One member of the group, a native of Beijing, wore a hazy glow of nostalgia that I imagine would please Ju Qi’s founder, Tong Han. In 2014, Han, a Beijinger, opened the first Ju Qi—which has twenty locations in China and one in Sydney—to showcase the culture of his home town. In Flushing, the dining room’s décor, which incorporates bricks shipped from Beijing, is inspired by that city’s hutong, charming residential alleyways dating from the Yuan dynasty.

Birds are a big theme here, reflecting the Beijing custom, popularized during the Qing dynasty, of keeping them as pets. Light fixtures resemble birdhouses, and a table for large groups sits inside an enormous gilded cage. The most obvious thing to eat is a bird—a whole Peking duck, carved tableside. First, a chef with the precision of a surgeon removes a long strip of lacquered, golden skin, which gets razored into segments the size of postage stamps; each is placed atop a square of steamed bread and finished with a delicate pile of sturgeon caviar. From what looks like a royal jewel chest, a server pulls tiny drawers housing accoutrements—hoisin, scallions, matchsticks of cucumber, pickles, honeydew melon—then demonstrates the optimal technique for wrapping slices of meat and garnishes into bing pancakes, plucked from a bamboo steamer.

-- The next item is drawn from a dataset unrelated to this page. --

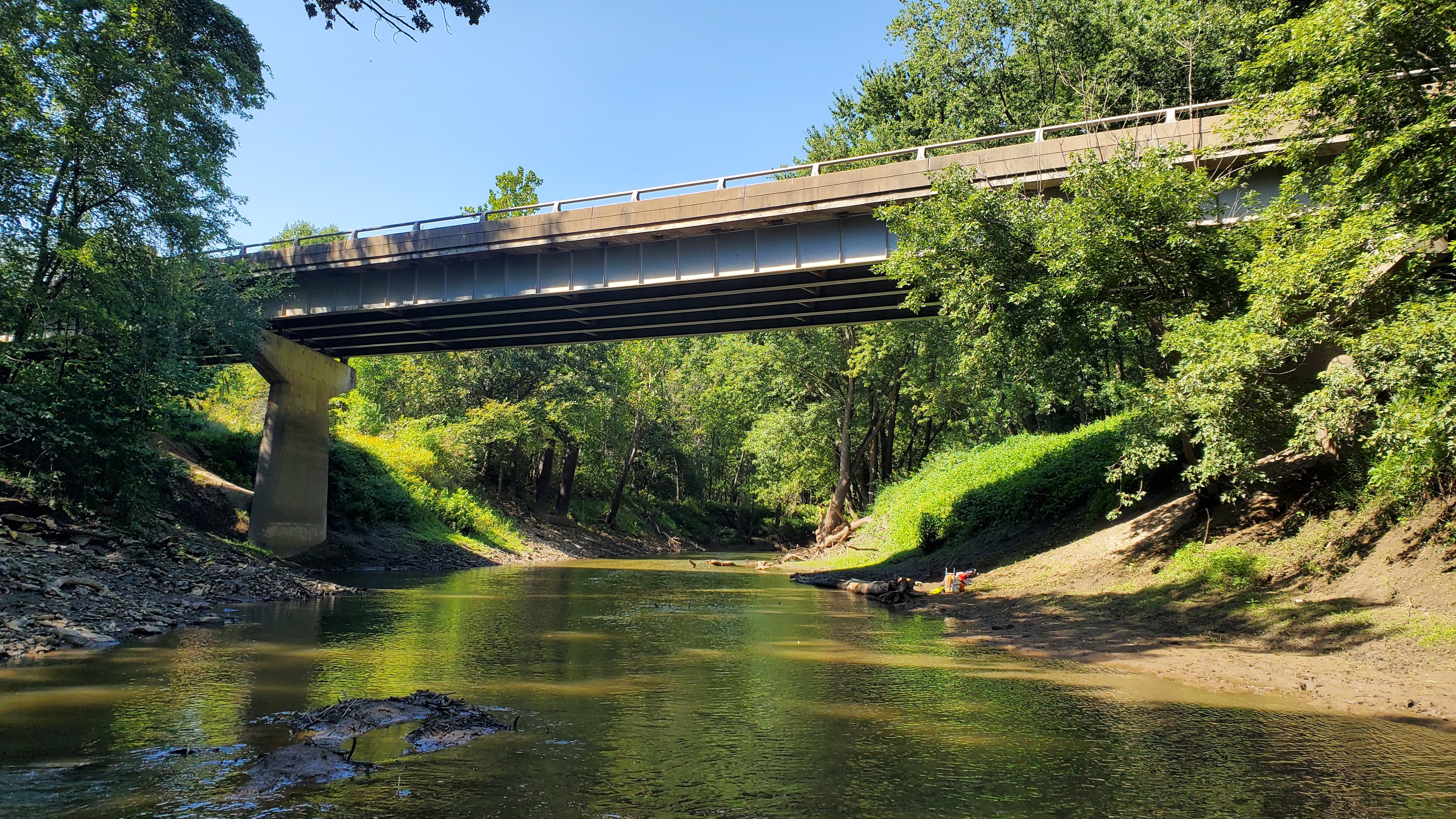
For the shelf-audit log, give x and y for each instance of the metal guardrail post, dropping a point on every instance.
(816, 170)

It’s a thrillingly theatrical experience, with a grand finale: Do you want the carcass hacked into bite-size pieces and crisp-fried, or submerged in a fragrant and savory cloudy soup, with silken tofu and tender greens? I preferred the latter, but both preparations do justice to the precious bits of meat and fat which cling to the bones.

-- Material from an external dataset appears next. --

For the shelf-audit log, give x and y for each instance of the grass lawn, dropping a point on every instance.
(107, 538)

As you scroll through the handsomely photographed digital menu, on an oversized tablet, dense with offal and intriguing sea creatures, some items may stop you in your tracks. Chief among them is the mashed potato in the shape of Lord Rabbit (a.k.a. Mr. Rabbit), a totem of Beijing traditionally used for worship and often seen in decoration, as a symbol of happiness. Intricately hand-painted with food-safe inks, this edible doll stands in a pool of what is essentially honey mustard, making up for what it lacks in flavor with what it inspires by way of good cheer. Other dishes are all the more astonishing for how unassuming they appear. Amid threads of shredded potato, as supple as noodles, hide cubes of fried potato, clusters of millet, scallion greens, garlic, and melty bits of fried pork fat. My chopsticks returned again and again to a bowl of actual noodles: chewy, wavy, hand-pulled zhajiangmian, a Beijing signature, slick with a sauce of minced pork and fermented soybean paste, and jumbled with boiled soybeans, peanuts, pine nuts, cucumber, and green radish.

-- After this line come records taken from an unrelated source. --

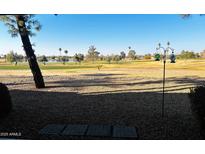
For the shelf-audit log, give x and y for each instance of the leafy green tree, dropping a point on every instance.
(93, 54)
(78, 57)
(23, 25)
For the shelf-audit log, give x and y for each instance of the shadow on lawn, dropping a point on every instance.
(182, 83)
(35, 109)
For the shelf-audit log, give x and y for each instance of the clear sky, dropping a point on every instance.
(111, 34)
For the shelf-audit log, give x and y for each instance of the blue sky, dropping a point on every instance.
(111, 34)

For dessert, there’s a gorgeous mah-jongg board with trompe-l’oeil pieces made from yellow-pea paste. It’s as much of a stunt as Ju Qi’s late-night shift to a limited menu of much spicier dishes—available until 5 a.m. seven days a week—and as the restaurant’s custom of marking birthdays with parchment scrolls foretelling good fortune, quill-written and presented to celebrants by a staffer wearing Qing-dynasty garb. In flavor, the mah-jongg confection pales in comparison with a simple bowl of Beijing-style yogurt: custardy and tangy, capped with a thick gloss of honey and a dusting of pollen, honoring the bees along with the birds, and the best of Beijing.